I selected the variable FUELCONSUMPTION_COMB as the main feature for the Simple Linear Regression. This choice is due to the fact that it presents the greatest clarity with the target variable compared to many variations observed.

In [0]:
X = cdf['FUELCONSUMPTION_COMB'].to_numpy()
y = cdf['CO2EMISSIONS'].to_numpy()

print(f'The shape of X is: {X.shape}')
print(f'\nThe shape of y is: {y.shape}')

In [0]:
X_train, X_test, y_train, y_test = train_test_split(X, y, test_size = 0.2, shuffle = True,random_state = 33)

type(X_train), np.shape(X_train), np.shape(X_test)

### Creating the linear regression model

In [0]:
# Create Model
regressor = LinearRegression()
regressor.fit(X_train.reshape(-1, 1), y_train)

print(f'Coefficients: {regressor.coef_[0]}')
print(f'Intercept: {regressor.intercept_}')

The model indicates a marginal impact of 16.14: each additional unit of fuel increases emissions by ~16g of CO2. The intercept of 69.31 acts only as a mathematical adjustment (bias) to align the line with the observed data, having no real physical meaning, since zero consumption does not generate emissions.

### Viewing model outputs

In [0]:
# Data collect
data_ax = cdf.copy()

sns.set_style('whitegrid')

# Define Figure
plt.figure(figsize  = (8, 4))

sns.regplot(
    x = X_train, 
    y = y_train,
    fit_reg = False,
    scatter_kws = {'alpha': 0.5, 'color': 'royalblue'},
)

plt.plot(X_train, 
    regressor.predict(X_train.reshape(-1, 1)),
    color='firebrick', 
    linewidth=2.5
)

plt.title('Linear Regression of Training: FUELCONSUMPTION_COMB x CO2EMISSIONS', fontsize = 14)
plt.xlabel('FUELCONSUMPTION_COMB')
plt.ylabel('CO2EMISSIONS')

plt.tight_layout()
plt.show()

### Model Evaluation

In [0]:
# Use the predict method to make test predictions
y_test_  = regressor.predict(X_test.reshape(-1, 1))

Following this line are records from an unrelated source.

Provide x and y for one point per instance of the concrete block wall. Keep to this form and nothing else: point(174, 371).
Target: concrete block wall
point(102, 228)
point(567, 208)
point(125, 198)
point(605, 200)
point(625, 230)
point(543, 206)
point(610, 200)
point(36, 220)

print(f'Mean Absolute error: {mean_absolute_error(y_test_, y_test):.2f}')
print(f'Mean Squared error: {mean_squared_error(y_test_, y_test):.2f}')
print(f'Root men squared error: {root_mean_squared_error(y_test_, y_test):.2f}')
print(f'R2-score: {r2_score(y_test_, y_test):.2f}')

In [0]:
# Data collect
data_ax = cdf.copy()

sns.set_style('whitegrid')

# Define Figure
plt.figure(figsize  = (8, 4))

sns.regplot(
    x = X_test, 
    y = y_test,
    fit_reg = False,
    scatter_kws = {'alpha': 0.5, 'color': 'royalblue'},
)

plt.plot(X_test, 
    y_test_,
    color='firebrick', 
    linewidth=2.5
)

plt.title('Linear Regression of Test: FUELCONSUMPTION_COMB x CO2EMISSIONS', fontsize = 14)
plt.xlabel('FUELCONSUMPTION_COMB')
plt.ylabel('CO2EMISSIONS')

plt.tight_layout()
plt.show()

### Conclusion

The model is underfitted.

R² (0.74): Acceptable for a first test, but weak for physical data. The model did not capture 26% of the cars' behavior well,
suggesting that the real relationship is a curve, not a straight line.

MAE (19.17) vs RMSE (27.14): There is a large difference between them, which raises a red flag. The high RMSE indicates that the model is making significant errors for some specific cars and penalizing the overall average.

It is possible to conclude that a straight line for this type of data would not be the most appropriate solution. Perhaps exploring new model options with Polynomial Regression or Multilinear Regression would be helpful.